Double-ionization mechanisms of magnesium driven by electron impact

TL;DR

This paper investigates the double ionization of magnesium caused by electron impact using classical mechanics, classifying mechanisms and comparing theoretical predictions with experimental data.

Contribution

It introduces a comprehensive classical four-body model that classifies double-ionization mechanisms and predicts their relative importance, aligning with experimental observations.

Findings

Eight double-ionization mechanisms identified

Delay and inner shell ionization mechanisms depend on electron correlations

Theoretical predictions agree with experimental prominence of mechanisms

Abstract

We study double ionization of Mg by electron impact through the vantage point of classical mechanics. We consider all electron-electron correlations in a Coulomb four-body problem, where three electrons belong to the atom and the fourth electron causes the impact ionization.

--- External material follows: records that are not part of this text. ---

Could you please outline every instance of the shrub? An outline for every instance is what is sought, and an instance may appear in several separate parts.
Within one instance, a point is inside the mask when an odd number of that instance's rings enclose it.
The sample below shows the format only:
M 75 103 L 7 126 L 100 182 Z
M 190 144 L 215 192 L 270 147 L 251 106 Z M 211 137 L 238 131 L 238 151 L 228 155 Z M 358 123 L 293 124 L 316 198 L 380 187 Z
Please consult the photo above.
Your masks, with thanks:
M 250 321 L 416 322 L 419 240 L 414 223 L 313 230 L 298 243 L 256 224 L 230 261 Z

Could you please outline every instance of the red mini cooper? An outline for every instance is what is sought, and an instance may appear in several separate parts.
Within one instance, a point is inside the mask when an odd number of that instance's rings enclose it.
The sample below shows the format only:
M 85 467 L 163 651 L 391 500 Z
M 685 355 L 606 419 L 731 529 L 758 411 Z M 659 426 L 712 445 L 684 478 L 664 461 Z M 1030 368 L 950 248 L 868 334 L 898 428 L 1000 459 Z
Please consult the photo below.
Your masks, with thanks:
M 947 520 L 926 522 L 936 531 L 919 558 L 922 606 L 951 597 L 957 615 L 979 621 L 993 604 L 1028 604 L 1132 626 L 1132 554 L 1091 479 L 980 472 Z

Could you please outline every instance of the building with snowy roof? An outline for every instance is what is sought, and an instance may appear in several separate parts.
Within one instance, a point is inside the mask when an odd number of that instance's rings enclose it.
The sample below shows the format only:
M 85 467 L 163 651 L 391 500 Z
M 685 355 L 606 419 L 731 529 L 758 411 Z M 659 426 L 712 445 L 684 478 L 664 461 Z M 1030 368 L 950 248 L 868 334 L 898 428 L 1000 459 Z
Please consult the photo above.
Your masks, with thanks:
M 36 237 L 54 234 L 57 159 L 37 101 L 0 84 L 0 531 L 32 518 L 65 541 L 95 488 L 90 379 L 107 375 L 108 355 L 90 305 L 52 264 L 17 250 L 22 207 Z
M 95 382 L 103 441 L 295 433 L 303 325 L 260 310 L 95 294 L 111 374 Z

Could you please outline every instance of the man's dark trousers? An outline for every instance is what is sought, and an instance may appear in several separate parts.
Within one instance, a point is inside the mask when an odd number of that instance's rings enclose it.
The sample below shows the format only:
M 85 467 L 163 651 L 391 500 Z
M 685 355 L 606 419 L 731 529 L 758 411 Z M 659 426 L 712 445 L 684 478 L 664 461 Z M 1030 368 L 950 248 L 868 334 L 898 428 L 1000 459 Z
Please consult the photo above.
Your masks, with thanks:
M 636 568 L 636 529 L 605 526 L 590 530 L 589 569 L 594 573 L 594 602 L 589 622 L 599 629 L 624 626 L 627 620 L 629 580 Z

From our model we compute the double-ionization probability of Mg for impact energies from 15, to 125 eV. Double ionization occurs through eight double-ionization mechanisms, which we classify into four categories: inner shell capture, direct, delay and ionized inner shell mechanisms. We show that delay and ionized inner shell mechanisms require electron-electron correlations among the four electrons, and are responsible for the second increase in the double-ionization probability. Furthermore, we show that our theoretical prediction about the relative prominence of certain double ionization mechanisms is in agreement with experimental results on the relative prominence of non-first- over first-order mechanisms.